Ein Zug brachte mich von Kabalo in einer Tagesfahrt nach Albertville, am Tanganjikasee. Handgroße Schmetterlinge schwärmten in herrlich leuchtenden Farben gaukelnd neben uns her. Im Hotel Du Lace, in Albertville, zeichnete ich mich als Deutsche in das Fremdenbuch ein und konnte feststellen, daß ich bis jetzt die einzige Deutsche in dem dicken Buche war. Es gab sonst kein Hotel im Ort. Ich war also seit vielen Jahren die [179] erste, die hier durchkam. Und darüber freute ich mich und ich möchte nach meinen Erfahrungen auch keinem Deutschen raten, durch den Kongo zu gehen und sich Unfreundlichkeiten auszusetzen.

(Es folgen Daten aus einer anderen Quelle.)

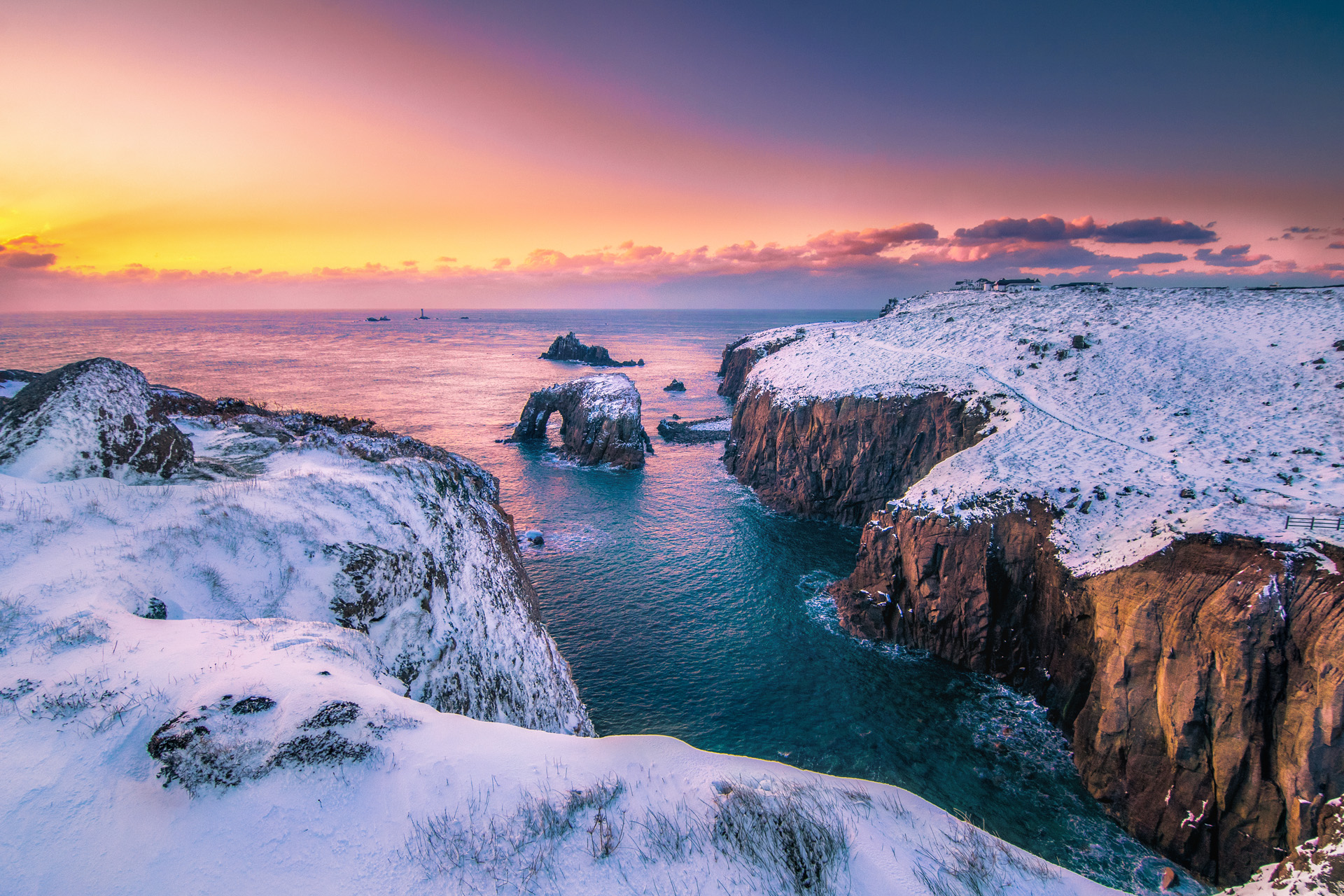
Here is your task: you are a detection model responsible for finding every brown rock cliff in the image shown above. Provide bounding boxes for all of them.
[723,379,988,525]
[832,501,1344,884]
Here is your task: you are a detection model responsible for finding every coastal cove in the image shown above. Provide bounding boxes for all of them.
[0,309,1194,892]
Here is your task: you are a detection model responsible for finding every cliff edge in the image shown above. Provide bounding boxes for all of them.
[512,373,653,470]
[724,288,1344,883]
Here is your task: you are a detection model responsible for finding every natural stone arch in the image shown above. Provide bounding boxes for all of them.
[511,373,653,470]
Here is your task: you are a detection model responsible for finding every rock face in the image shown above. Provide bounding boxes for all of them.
[0,357,192,482]
[659,416,732,443]
[723,389,988,525]
[0,358,593,736]
[719,332,802,399]
[539,330,644,367]
[1247,800,1344,896]
[512,373,653,470]
[832,500,1344,884]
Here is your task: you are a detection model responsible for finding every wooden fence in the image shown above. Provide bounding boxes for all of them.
[1284,516,1344,532]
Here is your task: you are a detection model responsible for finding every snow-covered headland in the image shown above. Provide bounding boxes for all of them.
[0,358,1113,896]
[720,288,1344,883]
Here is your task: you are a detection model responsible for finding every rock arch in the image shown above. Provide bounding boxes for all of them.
[511,373,653,470]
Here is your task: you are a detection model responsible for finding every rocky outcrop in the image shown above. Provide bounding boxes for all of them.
[832,500,1344,884]
[659,416,732,443]
[512,373,653,470]
[1227,800,1344,896]
[723,389,988,525]
[538,330,644,367]
[719,330,802,399]
[0,357,192,481]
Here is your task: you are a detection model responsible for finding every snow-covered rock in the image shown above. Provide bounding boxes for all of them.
[512,373,653,470]
[0,360,1114,896]
[726,288,1344,573]
[0,357,191,481]
[0,363,592,734]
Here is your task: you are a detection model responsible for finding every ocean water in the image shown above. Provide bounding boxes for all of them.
[0,310,1198,893]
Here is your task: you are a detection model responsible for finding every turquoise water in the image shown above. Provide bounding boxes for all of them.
[0,309,1192,892]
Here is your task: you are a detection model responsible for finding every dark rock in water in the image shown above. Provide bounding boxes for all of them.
[659,414,732,443]
[719,329,805,400]
[830,500,1344,886]
[539,330,643,367]
[0,357,192,481]
[512,373,653,470]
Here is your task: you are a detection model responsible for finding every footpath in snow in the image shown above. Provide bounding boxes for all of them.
[742,288,1344,573]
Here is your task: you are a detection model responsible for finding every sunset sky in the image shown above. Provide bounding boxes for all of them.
[0,0,1344,310]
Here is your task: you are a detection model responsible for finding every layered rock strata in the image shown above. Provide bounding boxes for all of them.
[723,388,989,525]
[720,289,1344,884]
[832,501,1344,884]
[512,373,653,470]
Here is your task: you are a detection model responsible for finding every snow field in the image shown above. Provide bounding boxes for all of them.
[745,288,1344,573]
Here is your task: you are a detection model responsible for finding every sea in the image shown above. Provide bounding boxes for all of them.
[0,309,1205,893]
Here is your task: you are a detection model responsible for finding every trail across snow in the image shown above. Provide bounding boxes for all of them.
[745,288,1344,573]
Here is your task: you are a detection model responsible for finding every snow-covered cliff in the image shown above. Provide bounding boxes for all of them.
[0,354,1134,896]
[734,288,1344,573]
[0,358,592,732]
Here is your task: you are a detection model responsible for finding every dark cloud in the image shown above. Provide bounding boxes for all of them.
[806,223,938,258]
[953,215,1097,246]
[1195,243,1270,267]
[1096,218,1218,244]
[0,234,60,269]
[1134,253,1185,265]
[0,250,57,267]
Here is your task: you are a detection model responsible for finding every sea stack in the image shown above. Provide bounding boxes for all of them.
[512,373,653,470]
[720,285,1344,886]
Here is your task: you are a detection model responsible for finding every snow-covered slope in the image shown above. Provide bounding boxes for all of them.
[0,357,191,481]
[742,288,1344,573]
[0,360,1134,896]
[0,361,592,734]
[0,572,1114,896]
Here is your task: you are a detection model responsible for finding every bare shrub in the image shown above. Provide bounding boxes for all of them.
[913,822,1059,896]
[0,598,35,655]
[43,612,110,652]
[711,780,849,893]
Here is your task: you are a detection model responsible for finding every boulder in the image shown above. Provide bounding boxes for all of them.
[0,357,192,482]
[659,414,732,442]
[539,330,644,367]
[512,373,653,470]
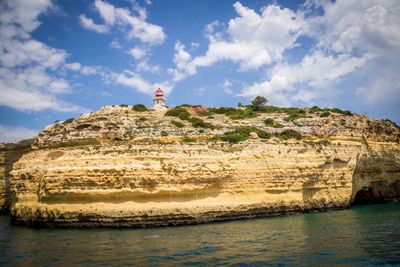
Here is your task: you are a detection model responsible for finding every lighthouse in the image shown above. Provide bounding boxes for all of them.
[153,88,167,108]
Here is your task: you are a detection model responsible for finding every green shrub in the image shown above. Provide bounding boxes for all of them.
[255,129,271,139]
[264,118,274,126]
[178,111,190,121]
[132,104,148,112]
[284,113,306,122]
[271,122,283,128]
[197,110,210,117]
[221,133,248,144]
[331,108,343,114]
[171,120,185,128]
[279,129,301,140]
[257,106,282,113]
[219,126,271,144]
[251,96,268,110]
[229,109,258,120]
[64,118,75,124]
[319,111,331,118]
[189,117,215,129]
[165,107,190,120]
[310,106,321,113]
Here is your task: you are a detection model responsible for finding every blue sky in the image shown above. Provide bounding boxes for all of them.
[0,0,400,142]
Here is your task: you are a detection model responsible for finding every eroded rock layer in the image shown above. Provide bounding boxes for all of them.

Von der Terrasse des Hotels sah ich zwischen Kokospalmen die schäumende Brandung des Tanganjikasees. Drüben über dem gewaltigen Binnenmeer liegt unser geraubtes Ostafrika. Und hier schon, auf belgischem Kongo noch, zeigen sich die Spuren des heldenmütigen Ringens unserer Kolonialtruppen. Auf dem Friedhof in Albertville sind drei deutsche Kriegergräber. Leutnant Schwarz, Leutnant Jung, Unteroffizier Pennig, gefallen in der Schlacht am Tanganjika Moer am 26. 12. 1915, so steht auf dem Stein geschrieben.








Wann kommen die Deutschen endlich wieder?